In recent years, there is a further understanding of sleep apnea syndrome. This syndrome is divided into three types: the central type is due to the stimulation of the diaphragm by the central nervous system, and apnea occurs frequently, stopping 18 seconds to 3 minutes each time and stopping 70-300 times every night; Obstructive type is due to the relaxation of pharyngeal muscles, causing upper respiratory tract obstruction. At this time, the diaphragm contracts sharply and pushes the air, resulting in loud snoring; There are both mixed types.

Apnea syndrome interferes with sleep and makes people wake up frequently. If the cause is not found, hypnotics will be used to treat insomnia, which will make the condition more complicated and even lead to sudden death.
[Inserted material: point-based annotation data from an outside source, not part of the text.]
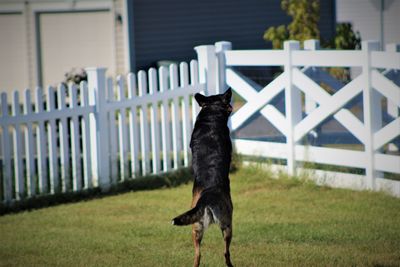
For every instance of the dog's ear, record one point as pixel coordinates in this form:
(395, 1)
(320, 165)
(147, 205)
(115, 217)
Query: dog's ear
(226, 97)
(201, 99)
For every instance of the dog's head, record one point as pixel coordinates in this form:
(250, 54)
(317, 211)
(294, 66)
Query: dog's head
(219, 102)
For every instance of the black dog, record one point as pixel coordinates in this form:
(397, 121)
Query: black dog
(211, 149)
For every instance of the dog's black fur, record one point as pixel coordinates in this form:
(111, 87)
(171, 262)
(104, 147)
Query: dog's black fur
(211, 150)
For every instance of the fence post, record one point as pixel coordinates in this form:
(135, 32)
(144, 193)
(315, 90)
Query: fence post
(292, 106)
(207, 67)
(372, 111)
(309, 103)
(392, 109)
(220, 48)
(98, 121)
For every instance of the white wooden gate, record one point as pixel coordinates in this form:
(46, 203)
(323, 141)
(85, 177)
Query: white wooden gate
(294, 124)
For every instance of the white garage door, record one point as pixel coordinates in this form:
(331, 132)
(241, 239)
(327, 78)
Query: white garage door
(75, 40)
(13, 51)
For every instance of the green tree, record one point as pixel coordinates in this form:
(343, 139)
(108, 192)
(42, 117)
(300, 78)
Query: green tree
(304, 25)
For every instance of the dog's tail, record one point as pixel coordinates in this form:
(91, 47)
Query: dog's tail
(189, 217)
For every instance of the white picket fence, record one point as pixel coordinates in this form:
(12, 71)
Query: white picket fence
(98, 134)
(104, 132)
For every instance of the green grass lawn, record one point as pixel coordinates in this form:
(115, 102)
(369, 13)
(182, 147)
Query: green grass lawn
(284, 222)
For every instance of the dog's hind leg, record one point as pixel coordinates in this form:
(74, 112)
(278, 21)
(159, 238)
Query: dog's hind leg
(227, 234)
(197, 236)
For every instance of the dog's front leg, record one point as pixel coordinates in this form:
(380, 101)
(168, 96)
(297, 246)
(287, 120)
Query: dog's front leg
(197, 236)
(227, 233)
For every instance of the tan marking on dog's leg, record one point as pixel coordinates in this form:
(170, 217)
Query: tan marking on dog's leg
(227, 233)
(197, 235)
(195, 198)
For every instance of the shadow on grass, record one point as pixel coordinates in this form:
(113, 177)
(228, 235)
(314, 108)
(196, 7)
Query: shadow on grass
(150, 182)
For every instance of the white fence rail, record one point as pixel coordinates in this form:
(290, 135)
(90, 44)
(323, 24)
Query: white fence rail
(106, 131)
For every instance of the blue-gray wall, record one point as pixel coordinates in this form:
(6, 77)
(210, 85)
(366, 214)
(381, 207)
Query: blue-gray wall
(169, 29)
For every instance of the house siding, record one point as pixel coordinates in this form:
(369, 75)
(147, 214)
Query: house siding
(29, 9)
(365, 18)
(168, 30)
6. The influence of dreams

It is often difficult to fall asleep again when you wake up from an impressive dream, especially from a nightmare.

7. mental illness

Schizophrenia, affective psychosis, neurosis and other mental diseases often have insomnia symptoms.

8, nocturnal myoclonia and restless legs

Nocturnal myoclonia is a short-term clonus in which two legs or one leg attack during sleep, lasting 0,5 ~ 4,0 seconds each time, and the highest frequency can reach 20~40 seconds. People may wake up during an attack, but they will not notice the attack, but will be discovered by people in the same bed. Restless legs can occur alone or together with nocturnal myoclonia. Patients feel uncomfortable in their legs when resting, so they should exercise regularly. Of course, their legs don't move when they sleep. At this time, they will feel particularly sad, which will of course hinder their sleep.

9. Various physical diseases

All kinds of physical diseases may hinder sleep. The upper abdominal pain of ulcer often occurs in the middle of the night, which wakes the patient up. Angina pectoris occurs every time during sleep; Postural dyspnea during heart failure makes it difficult for patients to lie flat and fall asleep; Hyperthyroidism patients often wake up in their sleep, palpitations, fear and sweating; Diabetic patients urinate a lot at night, often get up to urinate and can't sleep well. Others such as asthma, arthritis, allergic colic; Any pain, itching, bloating, constipation and urinary retention will cause insomnia.